Para pemain USM melakukan selebrasi seusai mencetak gol ke gawang Undip. (Foto;Humas USM)

SEMARANG (SUARABARU.ID)– Tim sepak bola USM bermain imbang dengan skor 2-2 melawan Undip dalam Kompetisi Sepak Bola Liga Askot PSSI Kota Semarang 2022 di Stadion Citarum pada Kamis (11/8/2022).

Dalam pertandingan yang berlangsung cukup menegangkan, tim USM ketinggalan dua gol lebih dahulu yang terjadi pada menit ke-30 dan ke-55. Namun berkat semangat juang dan kekompokan para pemain USM, akhirnya bisa menyamakan kedudukan 2-2.

Gol USM dicetak oleh Riyan Dwi Prasetyo pada menit ke-80 di titik penalti. Lima menit kemudian, pemain USM Iqbal sukses melesakkan bola ke gawang Undip setelah memanfaatkan umpan crossing dari sisi kanan.

Secara keseluruhan, anak asuh pelatih Dhofir mendominasi permainan.

”Hasil seri 2-2 lawan Undip patut kita syukuri.
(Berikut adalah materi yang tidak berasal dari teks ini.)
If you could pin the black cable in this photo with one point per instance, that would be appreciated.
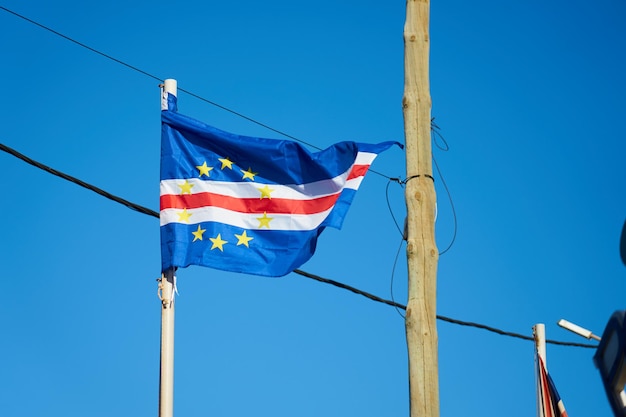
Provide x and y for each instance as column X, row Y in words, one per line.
column 435, row 133
column 153, row 213
column 75, row 180
column 439, row 317
column 236, row 113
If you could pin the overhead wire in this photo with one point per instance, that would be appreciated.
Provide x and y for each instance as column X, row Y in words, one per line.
column 160, row 79
column 144, row 210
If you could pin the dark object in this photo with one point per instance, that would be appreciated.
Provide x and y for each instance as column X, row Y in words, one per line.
column 622, row 244
column 609, row 359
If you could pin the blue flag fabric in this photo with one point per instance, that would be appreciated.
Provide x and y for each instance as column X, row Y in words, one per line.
column 247, row 204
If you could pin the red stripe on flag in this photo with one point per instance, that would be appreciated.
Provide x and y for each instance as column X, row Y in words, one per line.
column 358, row 171
column 248, row 205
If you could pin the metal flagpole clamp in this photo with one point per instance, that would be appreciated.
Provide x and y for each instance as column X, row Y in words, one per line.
column 167, row 302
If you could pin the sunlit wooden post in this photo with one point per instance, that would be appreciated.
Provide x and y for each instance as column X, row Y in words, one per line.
column 422, row 253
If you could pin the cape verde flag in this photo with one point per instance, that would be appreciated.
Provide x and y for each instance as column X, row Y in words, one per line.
column 247, row 204
column 550, row 404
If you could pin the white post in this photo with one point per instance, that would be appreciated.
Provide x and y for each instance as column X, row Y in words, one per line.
column 167, row 288
column 166, row 380
column 539, row 333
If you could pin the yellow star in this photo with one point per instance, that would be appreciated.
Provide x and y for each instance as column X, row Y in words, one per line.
column 184, row 216
column 248, row 174
column 186, row 187
column 204, row 170
column 197, row 235
column 218, row 242
column 265, row 192
column 226, row 163
column 264, row 221
column 243, row 239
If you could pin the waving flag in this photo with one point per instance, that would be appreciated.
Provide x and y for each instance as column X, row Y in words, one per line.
column 246, row 204
column 551, row 404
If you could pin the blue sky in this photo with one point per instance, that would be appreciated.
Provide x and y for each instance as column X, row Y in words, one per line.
column 529, row 97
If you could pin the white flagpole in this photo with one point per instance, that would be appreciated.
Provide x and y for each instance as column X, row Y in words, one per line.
column 539, row 333
column 167, row 289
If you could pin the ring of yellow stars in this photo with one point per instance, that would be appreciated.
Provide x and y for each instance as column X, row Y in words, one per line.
column 186, row 187
column 243, row 239
column 265, row 192
column 197, row 235
column 184, row 216
column 226, row 163
column 204, row 169
column 264, row 221
column 218, row 242
column 248, row 174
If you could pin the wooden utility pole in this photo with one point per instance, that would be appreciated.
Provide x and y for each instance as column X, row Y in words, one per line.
column 422, row 253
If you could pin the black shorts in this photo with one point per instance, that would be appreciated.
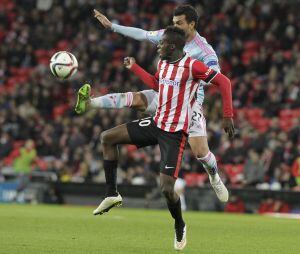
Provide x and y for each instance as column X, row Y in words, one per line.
column 144, row 132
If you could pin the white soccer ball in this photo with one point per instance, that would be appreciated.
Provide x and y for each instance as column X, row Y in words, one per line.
column 63, row 64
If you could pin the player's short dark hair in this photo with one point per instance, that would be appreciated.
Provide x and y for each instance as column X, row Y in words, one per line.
column 189, row 12
column 176, row 36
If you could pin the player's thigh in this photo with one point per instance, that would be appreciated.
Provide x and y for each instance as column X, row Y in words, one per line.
column 142, row 132
column 139, row 101
column 172, row 146
column 116, row 135
column 199, row 146
column 197, row 126
column 151, row 98
column 197, row 132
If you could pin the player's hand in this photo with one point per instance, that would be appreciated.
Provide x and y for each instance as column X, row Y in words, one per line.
column 128, row 62
column 102, row 19
column 228, row 126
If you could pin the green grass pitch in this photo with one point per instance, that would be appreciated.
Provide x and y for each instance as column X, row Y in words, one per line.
column 71, row 229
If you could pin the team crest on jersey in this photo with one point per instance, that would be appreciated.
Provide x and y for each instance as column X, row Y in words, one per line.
column 169, row 82
column 153, row 33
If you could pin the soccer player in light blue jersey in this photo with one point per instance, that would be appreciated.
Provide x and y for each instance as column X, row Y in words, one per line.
column 185, row 17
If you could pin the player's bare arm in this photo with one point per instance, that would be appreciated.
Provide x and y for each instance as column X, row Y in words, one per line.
column 129, row 62
column 102, row 19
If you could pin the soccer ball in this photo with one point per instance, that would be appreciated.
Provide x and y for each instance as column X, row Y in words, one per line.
column 63, row 64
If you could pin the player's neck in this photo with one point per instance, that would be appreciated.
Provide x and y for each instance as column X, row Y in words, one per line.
column 191, row 36
column 176, row 56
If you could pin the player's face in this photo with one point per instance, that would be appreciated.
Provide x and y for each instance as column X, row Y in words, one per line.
column 181, row 22
column 165, row 49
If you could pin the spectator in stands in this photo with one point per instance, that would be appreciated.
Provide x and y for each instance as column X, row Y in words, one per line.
column 27, row 154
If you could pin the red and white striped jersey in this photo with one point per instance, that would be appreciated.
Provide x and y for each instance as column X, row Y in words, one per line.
column 178, row 82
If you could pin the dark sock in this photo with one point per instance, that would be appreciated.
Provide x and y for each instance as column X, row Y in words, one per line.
column 110, row 169
column 175, row 210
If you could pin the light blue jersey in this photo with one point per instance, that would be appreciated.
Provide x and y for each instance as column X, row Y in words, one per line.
column 198, row 48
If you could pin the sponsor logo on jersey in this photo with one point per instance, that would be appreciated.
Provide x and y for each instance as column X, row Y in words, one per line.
column 169, row 82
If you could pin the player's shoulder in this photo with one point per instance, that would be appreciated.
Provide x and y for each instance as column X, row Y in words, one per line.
column 202, row 44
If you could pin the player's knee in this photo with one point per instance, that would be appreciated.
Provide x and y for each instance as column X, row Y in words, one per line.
column 200, row 152
column 139, row 101
column 167, row 190
column 106, row 138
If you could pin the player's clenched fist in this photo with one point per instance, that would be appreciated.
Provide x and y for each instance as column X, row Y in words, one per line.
column 128, row 62
column 102, row 19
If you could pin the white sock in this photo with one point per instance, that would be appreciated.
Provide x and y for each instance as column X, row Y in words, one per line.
column 209, row 162
column 113, row 100
column 182, row 201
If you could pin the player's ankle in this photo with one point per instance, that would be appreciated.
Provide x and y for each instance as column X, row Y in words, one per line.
column 214, row 178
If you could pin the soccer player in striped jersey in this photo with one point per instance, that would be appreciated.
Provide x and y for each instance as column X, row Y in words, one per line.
column 176, row 80
column 185, row 17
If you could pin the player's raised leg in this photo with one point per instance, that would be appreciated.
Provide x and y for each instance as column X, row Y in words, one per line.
column 172, row 147
column 136, row 100
column 109, row 141
column 174, row 205
column 201, row 151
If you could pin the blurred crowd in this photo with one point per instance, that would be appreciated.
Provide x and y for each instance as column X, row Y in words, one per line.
column 257, row 43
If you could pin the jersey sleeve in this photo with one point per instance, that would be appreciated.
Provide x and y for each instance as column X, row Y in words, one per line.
column 154, row 36
column 132, row 32
column 212, row 62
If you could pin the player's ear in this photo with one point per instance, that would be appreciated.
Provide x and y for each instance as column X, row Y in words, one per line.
column 172, row 46
column 192, row 25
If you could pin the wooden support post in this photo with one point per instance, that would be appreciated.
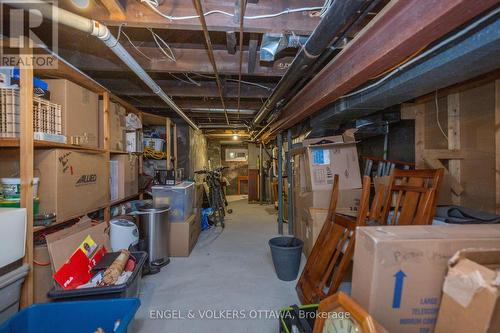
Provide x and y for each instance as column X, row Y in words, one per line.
column 416, row 112
column 279, row 139
column 141, row 159
column 168, row 142
column 497, row 143
column 252, row 53
column 106, row 130
column 175, row 145
column 115, row 8
column 26, row 153
column 454, row 140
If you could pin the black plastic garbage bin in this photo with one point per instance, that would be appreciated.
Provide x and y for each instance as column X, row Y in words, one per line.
column 126, row 290
column 286, row 253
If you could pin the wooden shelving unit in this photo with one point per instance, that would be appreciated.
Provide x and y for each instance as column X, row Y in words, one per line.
column 170, row 135
column 27, row 146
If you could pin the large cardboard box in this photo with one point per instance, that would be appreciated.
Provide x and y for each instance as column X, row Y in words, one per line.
column 62, row 244
column 399, row 270
column 72, row 182
column 117, row 126
column 80, row 118
column 184, row 235
column 124, row 178
column 328, row 156
column 471, row 293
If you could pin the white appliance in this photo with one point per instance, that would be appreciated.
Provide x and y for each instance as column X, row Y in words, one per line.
column 12, row 234
column 123, row 233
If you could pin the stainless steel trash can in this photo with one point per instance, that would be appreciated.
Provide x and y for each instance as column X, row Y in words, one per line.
column 154, row 233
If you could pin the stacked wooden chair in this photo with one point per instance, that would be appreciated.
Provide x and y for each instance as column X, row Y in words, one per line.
column 414, row 194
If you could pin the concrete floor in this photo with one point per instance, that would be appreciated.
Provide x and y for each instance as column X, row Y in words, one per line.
column 228, row 271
Saya mengapresiasi perjuangan para pemain USM yang dengan gigih bermain habis-habisan di lapangan hingga terhindar dari kekakalahan,” kata pengurus PS USM, Darmono.

Dia berharap, semangat juang yang tinggi para pemain USM bisa dijaga menghadapi pertandingan berikutnya.

Sementara itu, kompetisi Liga Askot yang dibuka Ketua Askot PSSI Kota Semarang, Yoyok Sukawi itu diikuti 24 klub. Kompetisi terbagi dalam Divisi I dan Divisi II.

”Askot PSSI Kota Semarang akhirnya bisa mengadakan kompetisi internal dengan dua Divisi, yakni Divisi I dan Divisi II,” kata Yoyok Sukawi, Kamis (11/8/2022) di Stadion Citarum Semarang.

Yoyok mengapresiasi kerja keras pengurus Askot PSSI Kota Semarang. Selain itu Liga Askot ini sangat penting untuk pembinaan sepak bola di Semarang dan muaranya yakni di PSIS Semarang.

”Liga Askot sudah digelar sejak 2007 dan merebutkan piala bergilir yang cukup sakral. Liga Askot ini pembinaan sepak bola Semarang. Saya mohon main dengan hati dan jangan berkelahi. Manfaatkan dengan maksimal kompetisi ini untuk meraih prestasi lebih baik,” ungkap Yoyok.

Ketua Panitia, Joko Handoyo mengatakan, sebanyak 24 tim terdiri atas 24 klub bertanding di Divisi I dan 13 klub di Divisi II.

”Kami juga membatasi maksimal usia pemain 20 tahun, dan minimal 16 tahun. Pemain harus asli warga Semarang dengan bukti KK, dan KTP,” kata Joko.

Menurutnya, untuk venue laga terbagi di lima lapangan yakni Stadion Citarum, lapangan Zebra, Pongangan, Sambiroto, dan Kalimas.

”Kami menggelar laga di Sabtu dan Minggu karena mayoritas pemain banyak siswa SMA. Kemungkinan kompetisi ini sekitar 3 bulan,” jelasnya.

Perlu diketahui untuk juara Liga Askot sebelumnya yakni PS USM untuk Divisi I. Sedangkan juara Divisi II yakni PS Undip Semarang.